You’ll have a hard time finding someone who can answer yes to that.
There aren’t enough GPs.
And there aren’t enough staff in the GPs’ teams either.
A healthier society
The biggest delusion suffered by those who created the NHS was that the NHS would make the population so much more healthy that eventually demand for it would shrink. That’s never happened. And it’s not likely to happen.
Health care isn’t the biggest contributor to the health of the population.
We need to address the causes of illness if we want to reduce demand. The causes of illness are primarily social, economic and environmental.
- We need to tackle the isolation of people in our society.
- We need to tackle poverty.
- We need to tackle the constant stress of the “precariat” – all those without secure incomes, those on zero hour contracts, short term contracts, those employed for insufficient hours at insufficient levels of pay to meet their daily needs.
- We need to tackle the food industry, from farming methods, to factory production of foodstuffs, to marketing and sales of food.
- We need to tackle the chemical industry, to reduce the amount of CO2 in the atmosphere, the amount of plastic in the sea, the number of chemicals found in the blood of every newborn child, the number of chemicals found in drinking water, the number of chemicals in every household.
- We need to tackle inequality which is rising fast and has been shown time and time again to inflict pain and suffering on millions.
- We need to tackle conflict, to be able to direct resources towards healthy lives instead of war.
- We need to tackle our political systems which leave so many feeling disempowered and forgotten.
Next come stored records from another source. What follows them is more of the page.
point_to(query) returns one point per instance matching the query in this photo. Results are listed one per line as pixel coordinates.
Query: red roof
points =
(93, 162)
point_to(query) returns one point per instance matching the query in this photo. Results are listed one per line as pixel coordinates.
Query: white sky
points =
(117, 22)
Democracy might be a great idea. Maybe we should try it. Not the pretend democracy of a vote every few years for someone to work in government, but real, relevant, responsive democracy which increases the engagement and autonomy of citizens.
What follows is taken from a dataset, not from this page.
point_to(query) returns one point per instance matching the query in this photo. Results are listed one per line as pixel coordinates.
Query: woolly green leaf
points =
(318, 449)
- We need to find different ways to live together.
- We also need to tackle the Pharmaceutical industry. That industry which doesn’t exist to produce cures, but profits. There isn’t a drug on the market which increases health. At the very best a drug will support the body’s natural systems of repair and recovery. At worst drugs diminish symptoms without making any impact on the underlying disease.
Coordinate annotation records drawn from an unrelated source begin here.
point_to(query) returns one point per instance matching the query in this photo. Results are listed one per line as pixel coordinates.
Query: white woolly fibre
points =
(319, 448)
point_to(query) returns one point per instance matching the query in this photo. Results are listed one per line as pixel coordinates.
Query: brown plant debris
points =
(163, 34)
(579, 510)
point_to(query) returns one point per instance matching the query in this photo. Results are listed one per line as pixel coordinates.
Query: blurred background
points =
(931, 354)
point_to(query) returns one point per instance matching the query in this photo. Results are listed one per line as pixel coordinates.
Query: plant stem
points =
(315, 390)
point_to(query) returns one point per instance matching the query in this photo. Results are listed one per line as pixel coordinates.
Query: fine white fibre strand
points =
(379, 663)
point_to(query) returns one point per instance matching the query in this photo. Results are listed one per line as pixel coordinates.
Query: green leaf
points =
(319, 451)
We need a different philosophy of health care, one focused on health not taking drugs.
That’s an awful lot. Daunting perhaps. But are there better answers?
In summary
This is a toe in the water. There is no way to cover the complexity and extent of the issues in one short article. But can we make a start?
- We need more hospital beds, more care facilities, more GPs, more doctors, more nurses and more support and care staff.
- At the same time, we need to tackle the causes of the increase in demand – the social, economic and environmental causes.